As a movie about anti-Asian racism in America, actor Justin Chon’s directoral debut takes a heavy-handed approach that doesn’t do its theme any favors. The bad guys are bureaucrats and employers who clearly see the main character, Antonio (Chon), as representative of an inferior human subset. Chon, who also wrote the screenplay, intensifies this aspect matter by lending Antonio a backstory that essentially gives these bigots an excuse to reject him: Adopted from Korea, raised in a broken home, handicapped by a criminal record, and possessed of no viable education. On top of all that, the only “bankable” skill Antonio has is tattooing, an art that many people have a problem with because of the “kind of people” who get tattoos, especially in the South, where Antonio has lived almost his entire life.

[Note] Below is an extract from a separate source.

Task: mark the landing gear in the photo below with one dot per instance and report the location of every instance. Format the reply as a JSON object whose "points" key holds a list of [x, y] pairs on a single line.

It’s a lot of baggage to carry for a first-time director, and while Chon’s passion for the project is apparent in his portrayal of Antonio, the movie buckles under the load. The crux of the plot is Antonio’s resident status. When he was adopted by an American couple, they neglected to file the proper documentation that would ensure his citizenship, so when he is arrested for ignoring the racist come-ons of a literally stupid cop (Emory Cohen), his case is tagged by ICE, which, since this is during the Trump administration, sets the wheels in motion to have him deported, even though he knows no language other than English and left Korea when he was a toddler and thus has no known relatives there. His only legal hope is his family—wife Kathy (Alicia Vikander) and step-daughter, Jessie (Sydney Kowalske)—and the child Kathy is expecting. Antonio’s lawyer (Vondie Curtis-Hall) tries to get the court to see that if he is deported, his children would be left without a father, but given that Antonio is not as gainfully employed as his wife, who’s a nurse and whose ex-husband (a cop) could be tapped for child support, and doesn’t have much in the way of employment prospects, his suit isn’t a very strong one. Chon further stirs the pot by giving Antonio a combative personality that fires up with the slightest spark of resentment. Desperate for money to pay his legal fees, he returns to a life of crime, thus seemingly sealing his fate, or at least as far as these kinds of movies go.

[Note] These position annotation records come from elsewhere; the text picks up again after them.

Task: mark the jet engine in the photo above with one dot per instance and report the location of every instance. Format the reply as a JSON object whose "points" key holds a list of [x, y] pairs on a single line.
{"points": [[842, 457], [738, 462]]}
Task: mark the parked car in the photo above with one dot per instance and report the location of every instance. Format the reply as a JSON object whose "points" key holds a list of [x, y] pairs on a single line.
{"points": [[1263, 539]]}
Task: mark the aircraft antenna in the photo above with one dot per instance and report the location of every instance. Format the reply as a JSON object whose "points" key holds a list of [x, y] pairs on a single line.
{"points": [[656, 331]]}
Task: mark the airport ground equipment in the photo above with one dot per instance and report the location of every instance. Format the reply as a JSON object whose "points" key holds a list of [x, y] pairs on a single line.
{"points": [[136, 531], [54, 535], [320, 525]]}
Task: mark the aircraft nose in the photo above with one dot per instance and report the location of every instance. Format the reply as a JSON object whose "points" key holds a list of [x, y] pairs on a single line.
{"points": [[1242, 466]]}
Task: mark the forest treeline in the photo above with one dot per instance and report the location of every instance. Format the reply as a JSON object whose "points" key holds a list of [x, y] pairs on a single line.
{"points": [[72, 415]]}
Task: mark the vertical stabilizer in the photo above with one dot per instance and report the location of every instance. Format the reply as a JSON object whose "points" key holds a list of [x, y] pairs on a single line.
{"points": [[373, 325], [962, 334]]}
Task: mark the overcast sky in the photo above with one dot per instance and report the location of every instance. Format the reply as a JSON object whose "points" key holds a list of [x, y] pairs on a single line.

The heavy-handedness seems hardly necessary given the movie’s subtheme of Antonio being not only stateless, but drifting in a world that won’t have him because our existence is so dependent on labels that precede us. He introduces an older woman, Parker (Linh Dan Pham), a refugee from Vietnam, who tries to introduce him to his Asian heritage, even if Vietnam isn’t Korea. Though at base there’s something rather trite about this subplot, it works to highlight Antonio’s isolation from his birthright, which should be American by default but can’t be due to the nativist sensibility that still finds non-whites unacceptable as real Americans. When Antonio attends a party thrown by Parker’s family, he feels for the first time a sense of belonging, even if he doesn’t fully understand it. Even Kathy gets into the spirit by singing the title song, which connects their New Orleans home to the larger world represented by Parker and her monolingual father.
Had Blue Bayou been formulated simply as an issue movie, or a more intimate study of a man without a country, it would have probably conveyed Chon’s ideas more readily, but its reliance on melodramatic plot devices that detract from the credibility of its message makes it a chore to sit through.